In the TROPION-Lung04 study, no new safety signals were observed with datopotamab deruxtecan plus durvalumab in patients with untreated advanced disease
As presented at the ESMO Targeted Anticancer Therapies (TAT) Congress 2025 (Paris, 3–5 March), the combination of the TROP-2-directed antibody–drug conjugate (ADC) datopotamab deruxtecan (Dato-DXd) with durvalumab or with durvalumab plus carboplatin led to confirmed objective response rates of 53.3% and 56.8%, respectively, in the TROPION-Lung04 phase Ib trial (Abstract 8O). The results are from an updated analysis of two cohorts of treatment-naïve patients with advanced non-small cell lung cancer (NSCLC) without actionable genomic alterations who received Dato-DXd plus durvalumab either without carboplatin (cohort 2; n=15) or with carboplatin (cohort 4; n=37).

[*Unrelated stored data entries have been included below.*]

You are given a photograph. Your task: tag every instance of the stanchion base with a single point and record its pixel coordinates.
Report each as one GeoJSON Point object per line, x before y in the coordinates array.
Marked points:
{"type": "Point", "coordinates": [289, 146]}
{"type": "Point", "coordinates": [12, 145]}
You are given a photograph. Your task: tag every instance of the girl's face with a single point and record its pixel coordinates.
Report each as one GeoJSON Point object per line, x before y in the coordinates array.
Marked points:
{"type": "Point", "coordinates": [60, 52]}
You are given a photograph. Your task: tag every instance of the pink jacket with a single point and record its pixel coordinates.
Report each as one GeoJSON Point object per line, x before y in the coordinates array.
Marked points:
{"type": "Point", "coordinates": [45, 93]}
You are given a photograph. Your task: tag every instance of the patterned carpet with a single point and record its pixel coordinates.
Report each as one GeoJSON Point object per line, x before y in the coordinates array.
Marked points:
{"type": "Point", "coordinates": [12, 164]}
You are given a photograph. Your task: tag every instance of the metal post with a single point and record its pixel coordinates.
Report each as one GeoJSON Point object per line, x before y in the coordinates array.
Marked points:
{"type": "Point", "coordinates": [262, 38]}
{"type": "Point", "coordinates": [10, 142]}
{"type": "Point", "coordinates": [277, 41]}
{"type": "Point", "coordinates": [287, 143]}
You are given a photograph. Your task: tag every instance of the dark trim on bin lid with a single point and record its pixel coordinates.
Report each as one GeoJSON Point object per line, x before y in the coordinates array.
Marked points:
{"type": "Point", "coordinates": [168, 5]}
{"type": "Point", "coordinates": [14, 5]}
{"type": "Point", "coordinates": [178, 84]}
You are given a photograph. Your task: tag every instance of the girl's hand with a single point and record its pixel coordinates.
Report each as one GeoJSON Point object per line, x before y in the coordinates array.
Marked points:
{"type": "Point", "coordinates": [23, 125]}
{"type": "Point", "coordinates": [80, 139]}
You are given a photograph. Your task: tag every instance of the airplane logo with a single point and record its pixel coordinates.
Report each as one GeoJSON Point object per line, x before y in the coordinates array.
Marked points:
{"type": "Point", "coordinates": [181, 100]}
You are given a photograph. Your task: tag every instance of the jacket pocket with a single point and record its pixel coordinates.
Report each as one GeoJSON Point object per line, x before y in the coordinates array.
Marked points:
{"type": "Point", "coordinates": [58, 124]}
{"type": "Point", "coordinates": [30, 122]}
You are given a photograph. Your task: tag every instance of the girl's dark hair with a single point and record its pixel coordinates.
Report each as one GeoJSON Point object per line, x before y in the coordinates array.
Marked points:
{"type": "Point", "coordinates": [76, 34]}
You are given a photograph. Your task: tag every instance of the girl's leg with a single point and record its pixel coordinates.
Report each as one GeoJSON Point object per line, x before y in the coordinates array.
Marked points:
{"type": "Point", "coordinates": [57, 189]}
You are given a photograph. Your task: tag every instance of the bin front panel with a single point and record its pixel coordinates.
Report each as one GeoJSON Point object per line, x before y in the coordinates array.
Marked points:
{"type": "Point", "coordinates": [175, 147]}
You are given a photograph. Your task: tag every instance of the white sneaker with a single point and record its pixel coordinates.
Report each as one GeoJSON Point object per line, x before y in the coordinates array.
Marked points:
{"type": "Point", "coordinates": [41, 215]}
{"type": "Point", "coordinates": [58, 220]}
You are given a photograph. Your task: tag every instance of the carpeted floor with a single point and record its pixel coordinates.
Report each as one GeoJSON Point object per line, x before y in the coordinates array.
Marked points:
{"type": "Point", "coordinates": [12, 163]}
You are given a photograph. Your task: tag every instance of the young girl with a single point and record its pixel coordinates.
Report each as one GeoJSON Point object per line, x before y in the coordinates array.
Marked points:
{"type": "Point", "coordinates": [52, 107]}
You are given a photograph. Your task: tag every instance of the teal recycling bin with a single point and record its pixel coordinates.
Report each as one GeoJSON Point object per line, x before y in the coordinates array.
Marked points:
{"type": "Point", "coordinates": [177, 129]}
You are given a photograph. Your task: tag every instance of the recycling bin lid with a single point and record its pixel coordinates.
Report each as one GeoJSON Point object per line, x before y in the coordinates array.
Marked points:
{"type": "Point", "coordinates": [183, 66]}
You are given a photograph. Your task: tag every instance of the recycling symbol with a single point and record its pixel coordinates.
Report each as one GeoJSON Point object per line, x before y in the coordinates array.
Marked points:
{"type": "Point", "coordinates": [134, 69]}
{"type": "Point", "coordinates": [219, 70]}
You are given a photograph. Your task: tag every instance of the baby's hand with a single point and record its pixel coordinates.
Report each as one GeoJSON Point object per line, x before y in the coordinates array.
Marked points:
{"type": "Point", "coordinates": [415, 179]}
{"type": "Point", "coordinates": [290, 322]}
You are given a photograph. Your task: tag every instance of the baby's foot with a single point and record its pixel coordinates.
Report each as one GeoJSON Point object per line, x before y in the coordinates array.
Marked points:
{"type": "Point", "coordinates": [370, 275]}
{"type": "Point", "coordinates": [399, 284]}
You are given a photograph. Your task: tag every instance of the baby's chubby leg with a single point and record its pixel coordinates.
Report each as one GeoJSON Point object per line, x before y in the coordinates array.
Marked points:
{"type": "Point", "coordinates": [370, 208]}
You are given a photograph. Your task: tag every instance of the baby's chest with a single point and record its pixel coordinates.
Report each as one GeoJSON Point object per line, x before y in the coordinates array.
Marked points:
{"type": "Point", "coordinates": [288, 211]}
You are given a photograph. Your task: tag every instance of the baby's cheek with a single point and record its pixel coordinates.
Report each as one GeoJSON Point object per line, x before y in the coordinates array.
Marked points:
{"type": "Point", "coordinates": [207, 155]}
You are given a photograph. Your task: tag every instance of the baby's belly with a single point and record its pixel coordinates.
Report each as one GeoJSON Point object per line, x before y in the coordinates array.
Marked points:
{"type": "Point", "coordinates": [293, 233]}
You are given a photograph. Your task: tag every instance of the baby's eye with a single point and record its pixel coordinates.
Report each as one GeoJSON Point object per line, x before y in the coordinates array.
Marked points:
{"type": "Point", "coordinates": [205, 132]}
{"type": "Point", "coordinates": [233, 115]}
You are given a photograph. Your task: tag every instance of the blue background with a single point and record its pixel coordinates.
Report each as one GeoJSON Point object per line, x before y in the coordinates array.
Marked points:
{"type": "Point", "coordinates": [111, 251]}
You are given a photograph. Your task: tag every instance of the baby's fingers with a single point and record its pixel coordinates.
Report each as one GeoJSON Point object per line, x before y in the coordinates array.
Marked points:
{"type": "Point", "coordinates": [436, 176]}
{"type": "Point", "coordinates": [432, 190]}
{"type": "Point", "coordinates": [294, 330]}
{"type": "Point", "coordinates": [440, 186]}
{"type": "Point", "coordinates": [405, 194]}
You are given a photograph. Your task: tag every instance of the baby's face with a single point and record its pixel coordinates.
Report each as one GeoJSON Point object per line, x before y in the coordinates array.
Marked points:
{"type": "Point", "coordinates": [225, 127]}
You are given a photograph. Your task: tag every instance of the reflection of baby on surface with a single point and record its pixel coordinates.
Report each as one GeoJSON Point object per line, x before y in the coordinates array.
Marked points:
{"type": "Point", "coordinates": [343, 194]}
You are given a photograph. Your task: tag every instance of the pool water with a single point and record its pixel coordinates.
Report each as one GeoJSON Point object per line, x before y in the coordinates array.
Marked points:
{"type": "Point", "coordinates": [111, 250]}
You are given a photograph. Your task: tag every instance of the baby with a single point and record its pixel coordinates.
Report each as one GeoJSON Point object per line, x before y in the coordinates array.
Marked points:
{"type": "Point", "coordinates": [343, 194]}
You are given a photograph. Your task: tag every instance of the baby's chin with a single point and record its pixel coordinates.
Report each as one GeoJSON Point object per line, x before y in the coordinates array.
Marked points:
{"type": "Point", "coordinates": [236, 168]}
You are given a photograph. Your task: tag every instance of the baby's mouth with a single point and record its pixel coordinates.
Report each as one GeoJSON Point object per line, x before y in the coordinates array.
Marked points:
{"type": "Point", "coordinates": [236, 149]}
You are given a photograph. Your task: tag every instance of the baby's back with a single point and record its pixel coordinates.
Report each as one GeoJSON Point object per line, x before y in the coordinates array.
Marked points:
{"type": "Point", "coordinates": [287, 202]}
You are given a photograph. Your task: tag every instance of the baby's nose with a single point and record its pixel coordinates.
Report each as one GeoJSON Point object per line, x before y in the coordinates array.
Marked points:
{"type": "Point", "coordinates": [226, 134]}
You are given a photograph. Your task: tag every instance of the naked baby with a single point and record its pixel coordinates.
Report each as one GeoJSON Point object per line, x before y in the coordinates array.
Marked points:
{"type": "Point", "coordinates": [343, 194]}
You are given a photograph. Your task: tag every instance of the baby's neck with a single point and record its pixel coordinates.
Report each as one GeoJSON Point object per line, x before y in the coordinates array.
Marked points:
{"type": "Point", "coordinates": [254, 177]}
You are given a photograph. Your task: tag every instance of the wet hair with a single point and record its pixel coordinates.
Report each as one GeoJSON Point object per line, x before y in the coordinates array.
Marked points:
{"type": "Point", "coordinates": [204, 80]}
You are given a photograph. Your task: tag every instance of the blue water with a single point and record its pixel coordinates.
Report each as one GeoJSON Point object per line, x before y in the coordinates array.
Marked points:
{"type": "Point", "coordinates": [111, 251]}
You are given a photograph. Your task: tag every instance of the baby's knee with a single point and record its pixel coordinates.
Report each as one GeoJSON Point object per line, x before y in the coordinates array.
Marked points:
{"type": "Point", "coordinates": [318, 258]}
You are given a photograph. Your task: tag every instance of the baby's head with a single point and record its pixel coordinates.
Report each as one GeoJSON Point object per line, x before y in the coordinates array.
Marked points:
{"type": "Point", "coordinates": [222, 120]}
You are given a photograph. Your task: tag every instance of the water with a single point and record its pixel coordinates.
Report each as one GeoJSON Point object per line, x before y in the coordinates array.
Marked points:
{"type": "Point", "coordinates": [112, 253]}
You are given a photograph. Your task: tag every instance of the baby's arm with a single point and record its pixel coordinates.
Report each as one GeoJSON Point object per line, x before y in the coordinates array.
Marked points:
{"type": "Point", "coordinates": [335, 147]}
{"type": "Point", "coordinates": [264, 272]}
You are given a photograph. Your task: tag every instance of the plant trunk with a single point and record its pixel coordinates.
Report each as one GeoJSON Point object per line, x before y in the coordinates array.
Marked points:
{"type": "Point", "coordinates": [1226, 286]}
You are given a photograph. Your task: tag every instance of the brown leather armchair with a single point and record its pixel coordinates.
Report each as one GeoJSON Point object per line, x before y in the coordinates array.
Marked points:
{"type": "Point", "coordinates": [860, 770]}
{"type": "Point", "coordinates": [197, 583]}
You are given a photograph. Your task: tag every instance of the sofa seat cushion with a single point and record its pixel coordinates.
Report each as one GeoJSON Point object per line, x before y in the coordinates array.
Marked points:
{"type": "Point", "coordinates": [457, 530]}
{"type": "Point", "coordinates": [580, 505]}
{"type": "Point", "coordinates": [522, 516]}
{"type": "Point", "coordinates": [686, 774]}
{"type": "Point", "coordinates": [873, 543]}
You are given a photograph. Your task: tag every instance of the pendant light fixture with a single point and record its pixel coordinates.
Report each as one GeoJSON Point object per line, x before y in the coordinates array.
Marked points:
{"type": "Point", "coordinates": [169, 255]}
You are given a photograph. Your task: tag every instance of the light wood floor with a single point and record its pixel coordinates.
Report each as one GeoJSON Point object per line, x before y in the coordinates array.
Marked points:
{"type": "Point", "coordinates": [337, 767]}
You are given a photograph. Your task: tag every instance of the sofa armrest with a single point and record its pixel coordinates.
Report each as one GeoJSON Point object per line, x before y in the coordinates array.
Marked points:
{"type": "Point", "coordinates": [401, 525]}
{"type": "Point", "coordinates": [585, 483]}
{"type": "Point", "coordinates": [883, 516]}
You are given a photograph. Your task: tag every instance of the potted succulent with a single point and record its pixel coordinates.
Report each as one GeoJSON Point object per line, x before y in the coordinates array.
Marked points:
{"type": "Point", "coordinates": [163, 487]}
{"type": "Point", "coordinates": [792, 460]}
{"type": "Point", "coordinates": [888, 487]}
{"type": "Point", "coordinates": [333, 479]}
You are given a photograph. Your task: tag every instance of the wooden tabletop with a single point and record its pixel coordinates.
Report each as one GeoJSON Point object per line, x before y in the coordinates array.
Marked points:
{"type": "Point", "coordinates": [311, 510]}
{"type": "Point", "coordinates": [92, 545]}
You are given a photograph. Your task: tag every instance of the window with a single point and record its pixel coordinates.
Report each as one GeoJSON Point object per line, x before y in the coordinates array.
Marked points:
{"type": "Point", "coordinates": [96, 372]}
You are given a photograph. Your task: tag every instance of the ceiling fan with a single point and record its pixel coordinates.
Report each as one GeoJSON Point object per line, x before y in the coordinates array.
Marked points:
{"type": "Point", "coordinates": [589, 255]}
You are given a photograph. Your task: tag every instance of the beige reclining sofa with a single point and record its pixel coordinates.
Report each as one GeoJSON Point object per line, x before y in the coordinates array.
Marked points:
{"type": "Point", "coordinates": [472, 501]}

Disease control rates were more than 85% in both cohorts and responses were observed in squamous and non-squamous histologies, and across PD-L1 expression levels. Median progression-free survival (PFS) was 7.3 months (95% confidence interval [CI] 2.0–29.5 months) in cohort 2 and 8.7 months (95% CI 5.6–10.1 months) in cohort 4.
Figure. Encouraging signs of antitumour activity with Dato-DXd plus durvalumab without or with carboplatin in patients with untreated advanced NSCLC in the TROPION-Lung04 trial (ESMO Targeted Anticancer Therapies Congress 2025, Abstract 8O)
In the primary endpoint analysis, safety profiles were consistent with those expected from the individual agents. Grade ≥3 treatment-emergent adverse events occurred in 60.0% of patients in cohort 2 and 70.3% in cohort 4, most commonly anaemia and neutropenia in cohort 4 (both 24%). There was one case in each cohort of grade ≥3 adjudicated treatment-related interstitial lung disease/pneumonitis.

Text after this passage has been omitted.